Regency housemaid Euphemia Reeves has acquired a faerie godfather. Unfortunately, he has no idea what he’s doing.
Euphemia Reeves has most inconveniently fallen in love with Mr Benedict Ashbrooke. Housemaids do not marry gentlemen, of course… but a faerie named Lord Blackthorn is only too eager to help Effie win Mr Benedict’s heart regardless.
Effie knows what a terrible idea it is to accept help from one of the Fair Folk—but life as a maid at Hartfield is so awful that she is willing to risk even her immortal soul for a chance at something better. Now, Effie has one hundred days and ten thousand stitches to make Mr Benedict fall in love with her and propose… if Lord Blackthorn doesn’t wreck things by accident, that is. For Effie’s greatest obstacle might well be Lord Blackthorn’s overwhelmingly good intentions.
Aaaaah, I loved this book so much! I really just want to do an ‘incoherent screaming’ gif as this review and be done with it but that won’t really do, will it? 🙂
First off, Olivia Atwater writes EXACTLY my type of books. Lovely regency style romances in a fantastic setting with a lot of social commentary worked into the story. Because what good is a regency style romance without criticizing the 1%? Really, now that I’ve asked that question I might never be able to fantasize about Dukes again, oh well. 😉
One thing I really loved about this story is that you think you might know where it’s headed but then it takes a twisty turn and ends up in a different spot altogether. The main character, Euphemia, is a house maid in a great house where the staff is continuously overworked due to a shrinking budget–the same amount of work needs to be done but there are less and less staff to do it. She’s also a housemaid with stars in her eyes for one of the gentlemen of the household and so when a Fairy comes around and conveniently offers to bargain with her she can’t resist wanting to make her dreams come true. This is a classic Cinderella set up. But it takes those Cinderella tropes and smashes them to pieces because, well, eat the rich! Seriously when you think about it, why would you want to marry someone who would never even look at you if you weren’t a member of their own class? You’d be happy like that? Was Cinderella really shallow? This story has me questioning everything I thought I loved about fairy tale romances. And that’s okay! We should question our assumptions now and then–it’s good for us. 🙂
I’ll admit that I kind of suspected about a quarter of the way in (or maybe just hoped) the direction the story was going to go in and I was so happy when it turned out that way. Yay! Euphemia is such a fun character and even though it was frustrating sometimes to watch her get caught up in feelings that maybe weren’t quite what she thought they were, it was really great when she finally had her epiphany. You have to have those moments because then when the magic happens it’s that much sweeter. I also really loved Lord Blackthorn. Being a fairy and having read the previous book in this series, one knows how dangerous the fair folk are to humans. It was hard for me to entirely trust his character at first even though he does seem so well intentioned. His character also made for a lot of light hearted moments as he was trying so hard to learn more about humans and how they tick.

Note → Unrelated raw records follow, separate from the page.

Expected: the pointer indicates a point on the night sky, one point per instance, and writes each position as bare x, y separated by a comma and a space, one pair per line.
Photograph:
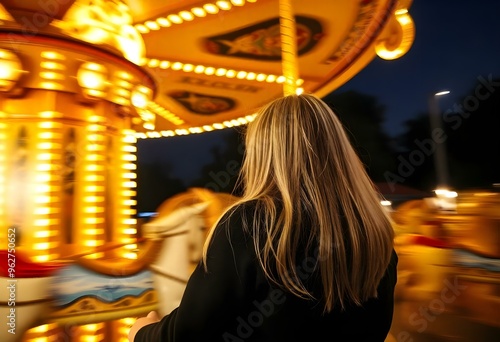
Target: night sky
456, 42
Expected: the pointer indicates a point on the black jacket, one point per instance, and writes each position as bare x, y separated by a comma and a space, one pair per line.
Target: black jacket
235, 302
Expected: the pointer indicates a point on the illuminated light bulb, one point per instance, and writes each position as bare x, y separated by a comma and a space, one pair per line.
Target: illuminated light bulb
220, 72
52, 55
261, 77
187, 16
241, 74
199, 12
152, 25
10, 70
164, 64
177, 66
52, 66
141, 28
211, 8
209, 71
174, 18
50, 75
188, 67
153, 63
224, 5
92, 76
251, 76
141, 96
163, 22
270, 78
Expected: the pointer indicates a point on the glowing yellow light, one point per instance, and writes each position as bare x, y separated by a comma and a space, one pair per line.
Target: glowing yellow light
164, 64
251, 76
199, 12
177, 66
152, 25
52, 65
93, 210
270, 78
141, 28
211, 8
187, 16
224, 5
93, 231
92, 76
41, 246
43, 234
153, 63
52, 55
209, 71
175, 18
187, 67
130, 231
163, 22
261, 77
129, 184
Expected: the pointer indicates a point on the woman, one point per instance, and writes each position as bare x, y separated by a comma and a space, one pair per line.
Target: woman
306, 254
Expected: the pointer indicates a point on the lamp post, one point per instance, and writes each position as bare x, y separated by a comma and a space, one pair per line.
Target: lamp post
440, 159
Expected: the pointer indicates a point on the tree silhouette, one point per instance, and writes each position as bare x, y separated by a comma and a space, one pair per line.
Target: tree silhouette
155, 183
362, 115
222, 173
472, 141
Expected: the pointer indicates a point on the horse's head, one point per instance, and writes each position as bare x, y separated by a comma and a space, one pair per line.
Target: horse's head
178, 221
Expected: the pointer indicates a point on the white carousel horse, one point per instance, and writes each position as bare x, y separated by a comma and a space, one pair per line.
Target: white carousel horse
183, 236
23, 301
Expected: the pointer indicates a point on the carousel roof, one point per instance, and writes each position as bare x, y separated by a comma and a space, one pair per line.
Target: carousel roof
214, 62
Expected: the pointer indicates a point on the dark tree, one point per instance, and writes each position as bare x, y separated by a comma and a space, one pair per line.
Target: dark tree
363, 116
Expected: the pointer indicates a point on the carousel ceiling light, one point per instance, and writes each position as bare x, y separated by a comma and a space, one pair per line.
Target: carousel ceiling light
224, 5
152, 25
10, 70
141, 28
187, 16
211, 8
174, 18
141, 96
92, 77
199, 12
163, 22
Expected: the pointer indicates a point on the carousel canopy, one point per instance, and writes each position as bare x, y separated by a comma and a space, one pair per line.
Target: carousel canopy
214, 62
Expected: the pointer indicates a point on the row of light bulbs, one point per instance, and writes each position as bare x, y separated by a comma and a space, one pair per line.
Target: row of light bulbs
183, 16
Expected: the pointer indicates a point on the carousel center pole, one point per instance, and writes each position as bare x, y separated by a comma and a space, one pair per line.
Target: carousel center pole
289, 61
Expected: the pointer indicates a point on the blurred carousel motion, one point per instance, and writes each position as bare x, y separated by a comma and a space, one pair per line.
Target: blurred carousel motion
82, 80
449, 268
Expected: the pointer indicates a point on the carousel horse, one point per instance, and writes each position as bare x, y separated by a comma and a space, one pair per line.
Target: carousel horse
84, 290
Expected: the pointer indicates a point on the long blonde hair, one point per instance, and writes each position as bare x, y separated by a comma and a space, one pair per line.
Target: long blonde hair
313, 195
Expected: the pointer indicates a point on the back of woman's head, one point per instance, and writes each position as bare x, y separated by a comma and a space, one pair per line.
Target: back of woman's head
314, 197
297, 142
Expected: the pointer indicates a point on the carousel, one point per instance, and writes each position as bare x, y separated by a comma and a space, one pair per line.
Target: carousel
82, 80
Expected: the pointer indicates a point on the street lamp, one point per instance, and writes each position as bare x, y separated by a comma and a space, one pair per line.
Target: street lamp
436, 122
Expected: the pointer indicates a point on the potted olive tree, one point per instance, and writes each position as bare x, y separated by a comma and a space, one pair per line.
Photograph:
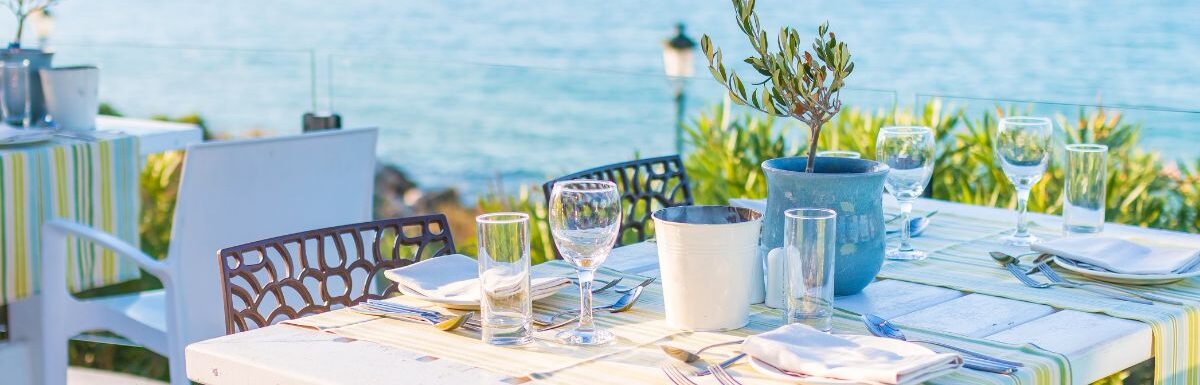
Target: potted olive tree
37, 59
805, 85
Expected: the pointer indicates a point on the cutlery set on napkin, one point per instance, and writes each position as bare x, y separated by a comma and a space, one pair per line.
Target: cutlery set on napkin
1119, 256
453, 281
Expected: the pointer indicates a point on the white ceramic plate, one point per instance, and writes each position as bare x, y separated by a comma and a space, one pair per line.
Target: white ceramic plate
1126, 278
25, 137
472, 305
898, 347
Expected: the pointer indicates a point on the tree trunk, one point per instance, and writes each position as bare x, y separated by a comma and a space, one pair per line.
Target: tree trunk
813, 148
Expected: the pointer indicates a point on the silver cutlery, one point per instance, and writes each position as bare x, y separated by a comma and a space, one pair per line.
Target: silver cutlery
433, 317
882, 328
1009, 264
723, 377
443, 323
645, 283
1041, 265
723, 365
676, 376
623, 304
607, 284
916, 226
688, 356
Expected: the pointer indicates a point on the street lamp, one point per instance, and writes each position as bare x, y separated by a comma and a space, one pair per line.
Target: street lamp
678, 58
43, 26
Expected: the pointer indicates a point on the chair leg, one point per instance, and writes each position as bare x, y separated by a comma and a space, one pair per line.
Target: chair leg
178, 367
54, 356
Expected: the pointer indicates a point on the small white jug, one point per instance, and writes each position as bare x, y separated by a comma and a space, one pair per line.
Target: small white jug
72, 96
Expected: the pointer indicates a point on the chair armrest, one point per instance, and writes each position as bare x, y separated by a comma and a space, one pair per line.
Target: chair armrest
55, 232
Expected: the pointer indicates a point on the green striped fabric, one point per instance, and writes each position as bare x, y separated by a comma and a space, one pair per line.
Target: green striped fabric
94, 184
958, 259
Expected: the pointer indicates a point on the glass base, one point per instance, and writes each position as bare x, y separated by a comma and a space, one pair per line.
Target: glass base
1020, 240
586, 338
912, 254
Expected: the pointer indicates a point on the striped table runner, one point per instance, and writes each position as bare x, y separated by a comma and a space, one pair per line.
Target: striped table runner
958, 258
636, 356
94, 184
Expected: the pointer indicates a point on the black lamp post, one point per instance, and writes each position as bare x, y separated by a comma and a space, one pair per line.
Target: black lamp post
678, 58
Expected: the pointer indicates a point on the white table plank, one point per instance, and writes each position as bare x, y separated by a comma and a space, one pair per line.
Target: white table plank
975, 314
891, 299
154, 136
283, 354
1093, 343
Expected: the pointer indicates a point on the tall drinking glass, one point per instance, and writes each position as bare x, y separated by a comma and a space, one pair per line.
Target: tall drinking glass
15, 94
810, 246
909, 152
504, 277
585, 220
1023, 149
1086, 176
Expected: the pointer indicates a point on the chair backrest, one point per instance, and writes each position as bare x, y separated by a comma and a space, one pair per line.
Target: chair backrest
645, 186
235, 192
309, 272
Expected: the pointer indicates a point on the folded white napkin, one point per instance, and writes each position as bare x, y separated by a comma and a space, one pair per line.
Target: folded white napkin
455, 277
870, 360
1122, 256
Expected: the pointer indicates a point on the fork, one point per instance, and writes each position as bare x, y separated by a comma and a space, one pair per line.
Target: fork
721, 376
1033, 283
1095, 287
676, 376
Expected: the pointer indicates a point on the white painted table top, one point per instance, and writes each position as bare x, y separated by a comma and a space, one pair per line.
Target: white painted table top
1097, 346
154, 136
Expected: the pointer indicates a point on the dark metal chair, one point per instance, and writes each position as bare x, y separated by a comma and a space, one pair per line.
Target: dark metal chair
645, 186
303, 274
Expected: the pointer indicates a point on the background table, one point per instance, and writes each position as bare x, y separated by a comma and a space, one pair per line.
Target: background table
1097, 346
153, 137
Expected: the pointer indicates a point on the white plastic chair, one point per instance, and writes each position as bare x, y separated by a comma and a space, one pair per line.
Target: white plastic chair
229, 193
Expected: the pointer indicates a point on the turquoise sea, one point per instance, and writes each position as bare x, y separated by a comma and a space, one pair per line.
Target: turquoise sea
467, 91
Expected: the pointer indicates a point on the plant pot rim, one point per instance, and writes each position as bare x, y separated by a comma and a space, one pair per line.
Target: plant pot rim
69, 68
874, 168
751, 216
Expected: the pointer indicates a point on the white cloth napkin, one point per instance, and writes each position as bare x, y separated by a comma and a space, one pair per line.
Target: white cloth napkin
456, 277
870, 360
1121, 256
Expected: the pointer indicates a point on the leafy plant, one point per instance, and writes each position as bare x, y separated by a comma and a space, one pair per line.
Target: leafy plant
727, 154
796, 84
23, 8
528, 200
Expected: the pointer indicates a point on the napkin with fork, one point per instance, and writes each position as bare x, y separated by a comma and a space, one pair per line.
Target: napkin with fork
1122, 256
802, 349
455, 277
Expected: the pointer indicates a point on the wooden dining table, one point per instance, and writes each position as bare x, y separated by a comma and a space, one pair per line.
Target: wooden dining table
1095, 344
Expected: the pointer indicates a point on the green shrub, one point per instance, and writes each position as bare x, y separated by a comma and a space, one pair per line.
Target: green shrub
1143, 188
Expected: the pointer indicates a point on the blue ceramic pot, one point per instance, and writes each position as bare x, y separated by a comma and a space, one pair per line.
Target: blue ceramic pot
851, 187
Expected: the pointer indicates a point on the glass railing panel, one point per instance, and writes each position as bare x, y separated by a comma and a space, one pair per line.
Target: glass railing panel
233, 90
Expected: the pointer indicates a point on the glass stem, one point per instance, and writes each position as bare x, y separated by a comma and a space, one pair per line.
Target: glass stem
905, 211
586, 277
1023, 198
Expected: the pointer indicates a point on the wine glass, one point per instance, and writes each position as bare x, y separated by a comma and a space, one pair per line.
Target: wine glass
1023, 149
585, 220
909, 152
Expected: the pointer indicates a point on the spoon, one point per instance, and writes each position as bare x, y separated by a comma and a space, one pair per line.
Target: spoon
448, 324
623, 304
688, 356
882, 328
645, 283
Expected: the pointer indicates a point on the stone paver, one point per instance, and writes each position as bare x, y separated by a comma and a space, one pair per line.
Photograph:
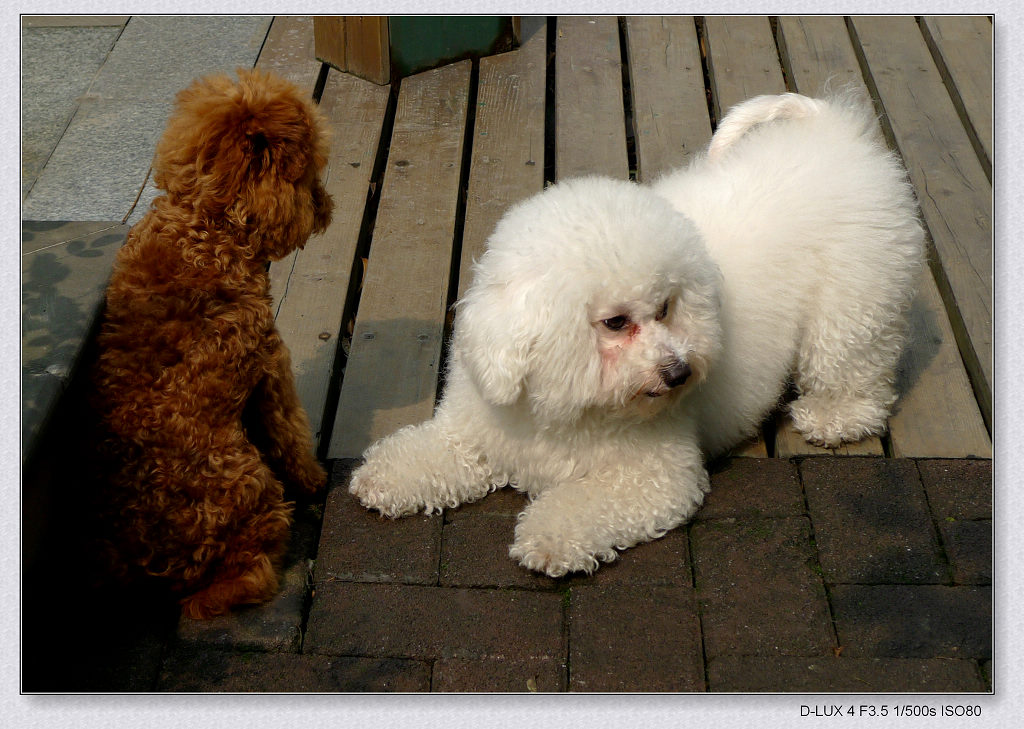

What more can I say except I loved this book! At this point I think I’ll read anything Olivia Atwater writes. Oh, and even though this is a sequel to Half a Soul, these two books both stand on their own so you don’t really need to read one before the other. They’re sort of like Howl’s Moving Castle and it’s two ‘sequels’ in that way. But you should read them both anyway because they’re excellent. 5/5 stars.